La chiusura del Cova Eni da parte del governatore Pittella, dopo che per venti anni la Val d’Agri è stata abbandonata e devastata con i silenzi e le complicità della politica, degli affaristi e di gran parte delle istituzioni lucane, ci deve spingere a chiedere conto a chi ha avuto la responsabilità di quanto è avvenuto e a fare tutto quello che è possibile per salvare una delle aree più belle della Basilicata“. Questo quanto dichiara Piernicola Pedicini, eurodeputato del Movimento 5 Stelle, che definisce quello in corso nella Val d’Agri “un disastro senza precedenti“.

L’europarlamentare del M5S sfida così il governatore lucano a rispondere a 15 domande relative al Centro Oli gestito da Eni.

Pedicini chiede di sapere “quanto petrolio è fuoriuscito finora dal Cova e quante persone stanno operando per evitare che il petrolio raggiunga il fiume Agri e la diga del Pertusillo“. Tra gli interrogativi posti a Pittella anche il numero di danni che ha già prodotto la fuoriuscita di petrolio e cosa si sta facendo per attenuarli e, ancora, “perché il blocco del Centro Oli è stato chiesto il 18 aprile scorso, nonostante si sapesse della fuoriuscita di petrolio dal 3 febbraio” .








Perché la Regione non ha fatto niente dal 2008, – continua Pedicini – pur sapendo che i serbatoi del Cova erano già danneggiati e privi del doppio fondo di sicurezza? Perché i serbatoi sono stati costruiti senza doppio fondo, chi doveva controllare perché non lo ha fatto? Oltre al problema dei serbatoi, quali altri problemi di sicurezza potrebbe avere il Cova, la Regione sta facendo ulteriori verifiche?“.

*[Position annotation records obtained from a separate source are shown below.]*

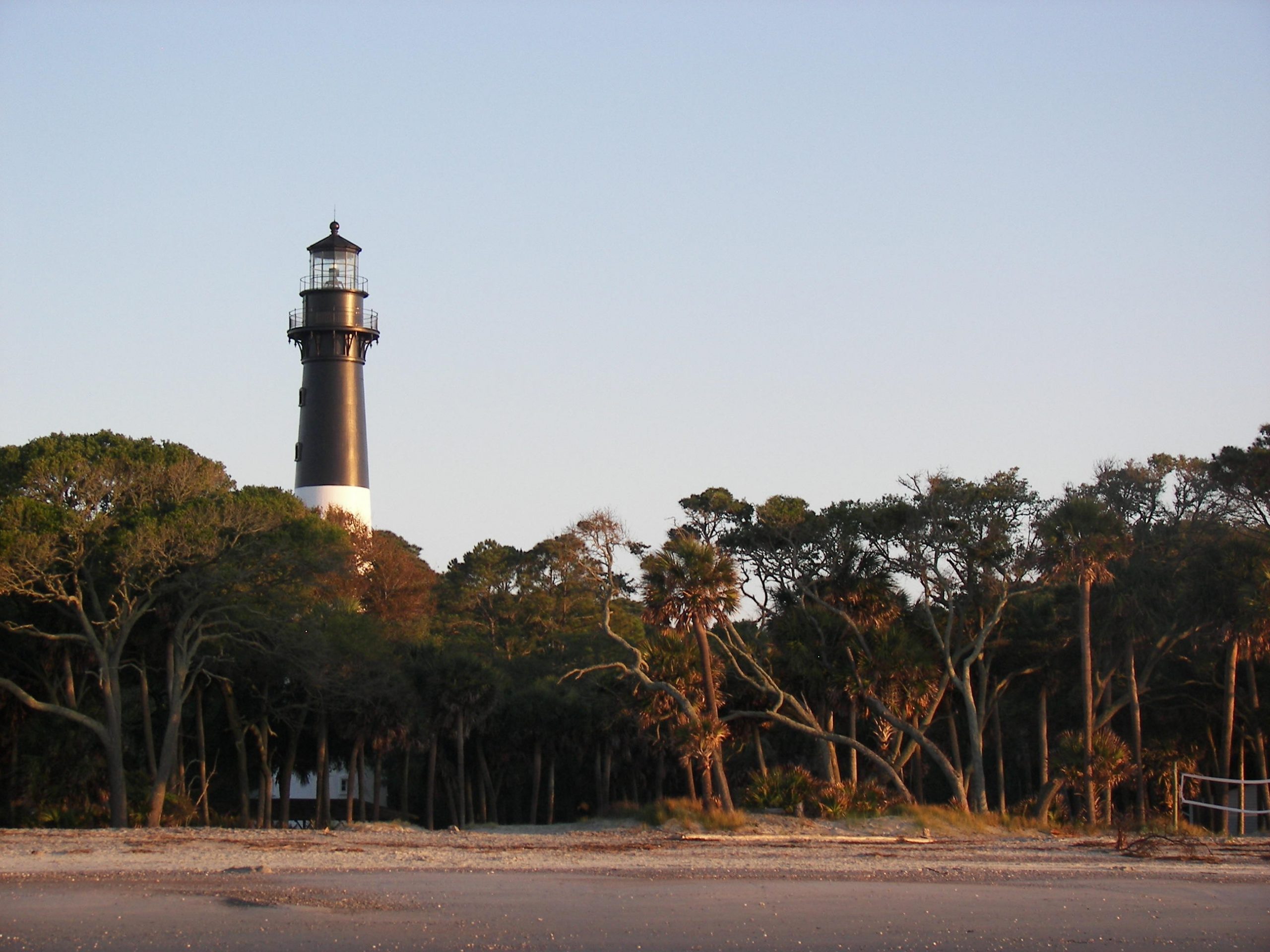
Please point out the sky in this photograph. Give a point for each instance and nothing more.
(623, 252)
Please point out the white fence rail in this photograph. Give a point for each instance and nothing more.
(1234, 789)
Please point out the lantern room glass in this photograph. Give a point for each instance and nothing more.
(333, 268)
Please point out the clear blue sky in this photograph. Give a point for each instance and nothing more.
(625, 252)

L’eurodeputato chiede a Marcello Pittella l’eventuale numero di malattie e di morti causati dall’inquinamento provocato dalle estrazioni petrolifere e perché queste ultime sono state autorizzate “considerato che i posti di lavoro per i lucani generati dal petrolio sono circa 3mila (compreso l’indotto) e i posti di lavoro che si sono persi in agricoltura e in attività turistiche a causa delle estrazioni petrolifere sarebbero, secondo alcune stime, circa 10mila” e “nonostante il totale delle royalties del petrolio per la Basilicata sono ammontate in circa 20 anni a soli un miliardo e 800 milioni di euro, e i danni economici all’agricoltura (chiuse 7mila attività), al turismo e al crollo dei prezzi delle case e dei terreni della Val d’Agri, ammonterebbero, secondo alcune stime, ad una ventina di miliardi“.

Pedicini chiede poi a chi toccherà bonificare la Val d’Agri una volta che il petrolio estratto sarà terminato, chi risarcirà “i danni secolari prodotti dal petrolio” e se la Regione Basilicata è consapevole che “gli stessi danni e devastazioni verificatisi in Val d’Agri colpiranno anche le aree del Camastra-Alto Sauro quando entreranno in funzione il centro oli Tempa rossa e i pozzi petroliferi della Total“.

Se Pittella risponderà a queste domande, – afferma l’eurodeputato pentastellato – i cittadini lo potranno giudicare e saranno anche chiariti molti punti oscuri. Se le risposte non arriveranno è bene che Pittella si dimetta subito e ci auguriamo che almeno una parte delle risposte arrivino dall’Eni e, nei termini e nei modi che le competono, dalla magistratura di Potenza“.